Johnsen, a longtime yoga practitioner and author of "Daughters of the Goddess: The Women Saints of India," notes here that although yoga has become an almost trendy part of American culture, its popularity remains superficial because "the inner essence of yoga has still not percolated through to the average American." Since we live in the most action-oriented, media-saturated nation in the world, the idea of just sitting still seems foreign to many in our culture.

Johnsen recounts that as she leads yoga classes and retreats with American students, she responds to their most frequent complaint--that yoga is boooooring--with the chastisement that "if you are bored, you are not meditating." True yoga, she says, is such a state of perfect absorption that it could never be boring.

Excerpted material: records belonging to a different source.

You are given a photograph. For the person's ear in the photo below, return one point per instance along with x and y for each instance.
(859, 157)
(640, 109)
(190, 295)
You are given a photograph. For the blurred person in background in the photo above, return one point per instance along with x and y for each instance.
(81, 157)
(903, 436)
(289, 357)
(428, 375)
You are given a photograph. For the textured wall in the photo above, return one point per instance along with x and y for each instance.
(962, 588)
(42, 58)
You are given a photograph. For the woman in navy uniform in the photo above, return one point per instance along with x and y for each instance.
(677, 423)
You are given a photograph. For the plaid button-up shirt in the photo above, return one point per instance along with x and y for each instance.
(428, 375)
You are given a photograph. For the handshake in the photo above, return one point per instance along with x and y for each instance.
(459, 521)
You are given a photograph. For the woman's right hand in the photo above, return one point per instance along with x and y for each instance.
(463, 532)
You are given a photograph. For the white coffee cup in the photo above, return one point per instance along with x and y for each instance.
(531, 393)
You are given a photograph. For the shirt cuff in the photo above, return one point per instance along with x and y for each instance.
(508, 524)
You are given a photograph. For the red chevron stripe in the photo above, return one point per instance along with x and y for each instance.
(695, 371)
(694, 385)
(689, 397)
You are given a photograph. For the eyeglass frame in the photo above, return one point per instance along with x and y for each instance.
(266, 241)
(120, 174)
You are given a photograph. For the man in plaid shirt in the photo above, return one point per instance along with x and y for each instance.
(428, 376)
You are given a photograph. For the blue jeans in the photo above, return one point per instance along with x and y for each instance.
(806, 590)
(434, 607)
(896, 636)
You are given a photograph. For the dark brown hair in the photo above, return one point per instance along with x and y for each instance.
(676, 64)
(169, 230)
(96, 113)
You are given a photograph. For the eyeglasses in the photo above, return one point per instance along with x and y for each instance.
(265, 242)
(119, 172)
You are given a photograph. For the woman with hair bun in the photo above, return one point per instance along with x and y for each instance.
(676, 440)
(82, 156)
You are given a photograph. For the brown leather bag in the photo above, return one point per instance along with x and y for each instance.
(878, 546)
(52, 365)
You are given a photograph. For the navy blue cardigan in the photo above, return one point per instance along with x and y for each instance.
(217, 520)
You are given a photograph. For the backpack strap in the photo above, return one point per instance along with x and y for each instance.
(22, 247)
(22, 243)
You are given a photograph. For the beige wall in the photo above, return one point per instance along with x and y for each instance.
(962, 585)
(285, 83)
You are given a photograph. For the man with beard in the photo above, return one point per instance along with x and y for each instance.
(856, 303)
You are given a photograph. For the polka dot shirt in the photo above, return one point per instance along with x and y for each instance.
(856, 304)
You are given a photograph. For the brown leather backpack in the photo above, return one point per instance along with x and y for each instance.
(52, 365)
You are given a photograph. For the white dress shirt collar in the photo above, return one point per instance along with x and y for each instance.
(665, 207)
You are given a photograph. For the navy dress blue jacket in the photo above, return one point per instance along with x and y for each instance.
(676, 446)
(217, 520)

Drawing upon her own experiences as a disciple of the colorful, argumentative guru Swami Rama (Swamiji), she discusses the nine impediments that can block fruitful meditation, using memorable examples ranging from contemporary Indian sages like the famed Ammachi to classic episodes of "Star Trek" to demonstrate various points about meditation's benefits. (The Trekkie references, though illuminating, are a tad ironic, since a recurring theme throughout the book is Johnsen's contempt for television.)

One of the book's most incisive points is that meditation offers a "dress rehearsal" for-- gulp--death, a topic that is stringently avoided in American culture. Yogis who slow their breath and their heartbeat transcend the body and mind, attaining an enlightened state of union. And in a world where people assiduously develop their 401(k) portfolios and even plan their funerals, Johnsen asks, isn't it more important to cultivate what we can take with us?